Indian e-commerce firm replaces customer service agents with AI bot

NEW DELHI, INDIA — Dukaan, an Indian e-commerce platform, recently replaced 27 customer service agents with an AI chatbot named Lina.
Dukaan CEO Suumit Shah made this move due to dissatisfaction with the human team’s generic responses to complex issues. However, the decision sparked debate about AI’s impact on jobs.
According to The Washington Post, Shah trained Lina using Dukaan’s help center content and then deployed the ChatGPT-powered chatbot to handle customer queries. Lina demonstrated the ability to provide intricate, lifelike answers, leading to higher satisfaction and significant cost savings.
“It was [a] no-brainer for me to replace the entire team with a bot, which is like 100 times smarter, who is instant, and who cost me like 100th of what I used to pay to the support team,” Shah told The Washington Post.
However, entrepreneurs adopting AI solutions like Shah also face workforce challenges. “That job is gone. 100 percent,” said Shah, indicating repetitive roles could be automated.
This reflects a broader industry shift towards AI chatbots replacing traditional call center workers.
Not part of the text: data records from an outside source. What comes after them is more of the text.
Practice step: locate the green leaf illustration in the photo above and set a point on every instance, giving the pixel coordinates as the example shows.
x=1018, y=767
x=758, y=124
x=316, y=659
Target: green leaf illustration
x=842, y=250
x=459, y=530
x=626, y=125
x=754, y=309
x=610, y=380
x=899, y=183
Startups, banks, and consumer goods firms are leveraging AI to enhance service while reducing expenses.
However, automation threatens millions of outsourcing jobs in India and the Philippines. Imee Marcos, a Philippine senator, has called for an inquiry into workforce displacement, with estimates of 1.1 million jobs becoming obsolete by 2028. In India, companies like Dukaan are already replacing customer service workers with large language models like ChatGPT.
While some argue AI can augment human workers, others express concerns about job difficulty, wage deflation, and the need for more experienced talent.